Bernardes CHA, Camargo VIT, Almeida MAS, Freitas MCS, Garcia MFMA. White atrophy with gangrene on the toe: a case report. Acta Medica Misericordiæ 1(1):14-16, 1998
Descritores: Arteriopatias obstrutivas. Trombose. Gangrena Arteriopatias obstrutivas. Trombose. Gangrena
Summary
Millan (1929) was the first to describe the disease with white atrophy, which affects small arterial blood vessels in the superficial derm that are obstructed by fibrinoid material, accompanied by thickening of the intima, and not presenting local inflammatory process. There are few publications, and no report similar to ours was found in the bibliographic references we consulted. The patient, male, white, 60 years old, married, driver, came to us with gangrene on the 4th right toe which had occured spontaneously and failed to obtain good results with the treatment received previously. On physical examination, no arterial or venous disease in the lower limb was apparent and there were atrophic lesions with hyperpigmented regions and white-colored tissue in the right leg and ankle. The clinical treatment consisted of an anti-inflammatory agent, peripheral vascular dilator, and an platelet inhibiting agent. The surgical treatment included a right lumbar sympathectomy and debridement of the 4th toe. Histological study from skin biopsy revealed white atrophy. At the 16th day of hospital admission the patient was released with healed lesions on the toe.

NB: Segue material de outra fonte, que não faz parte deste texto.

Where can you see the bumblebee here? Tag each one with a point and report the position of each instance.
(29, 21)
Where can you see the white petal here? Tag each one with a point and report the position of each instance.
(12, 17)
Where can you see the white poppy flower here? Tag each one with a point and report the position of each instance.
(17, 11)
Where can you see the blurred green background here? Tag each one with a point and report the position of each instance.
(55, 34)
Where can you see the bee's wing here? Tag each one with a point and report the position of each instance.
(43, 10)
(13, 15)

Key Words: Arterial occlusive diseases. Thrombosis. Gangrene. Arterial occlusive diseases. Thrombosis. Gangrene.
INTRODUÇÃO
Elisaf e colaboradores (1991) descreveram a atrofia branca como sendo uma entidade anátomo-clínica independente e relatada pela primeira vez na literatura científica por Millan em 1929.
A atrofia branca ocorre mais nas mulheres do que nos homens, na faixa etária de 30 a 40 anos, e pode atingir os membros superiores e inferiores. Existem poucos trabalhos publicados na literatura, o que acreditamos ser devido à sua baixa freqüência, e à falta de conhecimento do seu quadro clínico pelos médicos das diversas especialidades.

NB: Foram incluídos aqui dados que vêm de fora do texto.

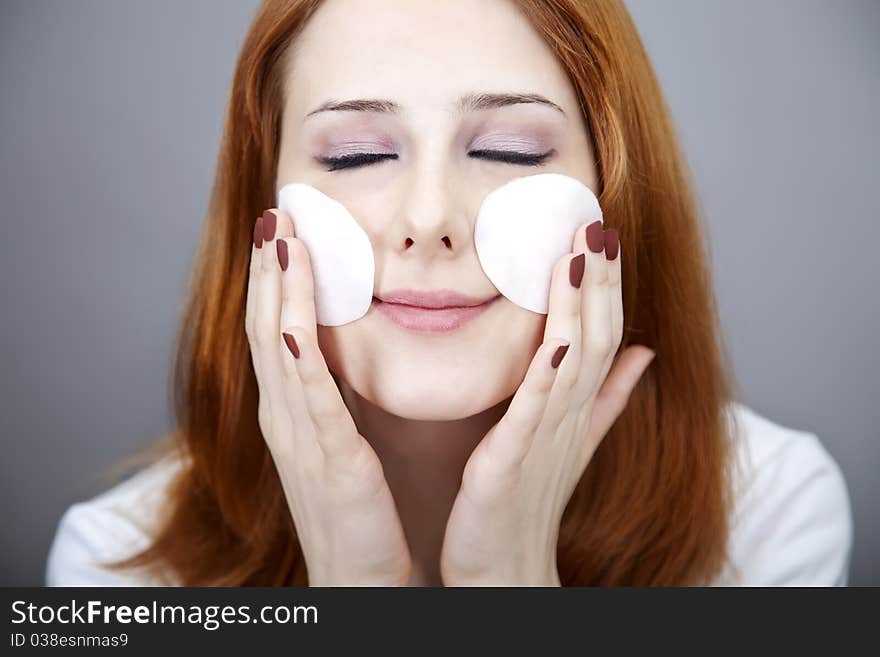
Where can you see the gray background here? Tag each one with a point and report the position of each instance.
(111, 114)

O presente trabalho tem como finalidade a divulgação da atrofia branca com gangrena no pododáctilo, com detalhes da anamnese, conduta e resultado.
RELATO DO CASO
O paciente do sexo masculino, branco, 60 anos, casado, motorista, procedente da cidade de Santos, nos procurou devido à alteração de coloração e dor intensa na falange distal do quarto pododáctilo direito. Referia que essa alteração iniciara-se espontaneamente, e que fora medicado sem sucesso. Como antecedente pessoal teve surtos de pequenas úlceras no terço inferior da perna e tornozelo direitos, que cicatrizaram e reagudizaram periodicamente. Tabagista, consumia vinte cigarros por dia desde os 18 anos de idade.
A pressão arterial era de 90/70 mmHg. À inspeção observou-se gangrena na falange distal do quarto pododáctilo direito, e no terço inferior da perna e tornozelo direitos, lesões atróficas esbranquiçadas com regiões de hiperpigmentação e telangectasias. Os pulsos arteriais periféricos estavam presentes, e sem anormalidades adestacar. O exame com ultra-sonografia e doppler resultou normal para as artérias tronculares periféricas. Submetemos o paciente a aortografia translombar, que demonstrou não haver anormalidades nas artérias tronculares do abdome e dos membros inferiores.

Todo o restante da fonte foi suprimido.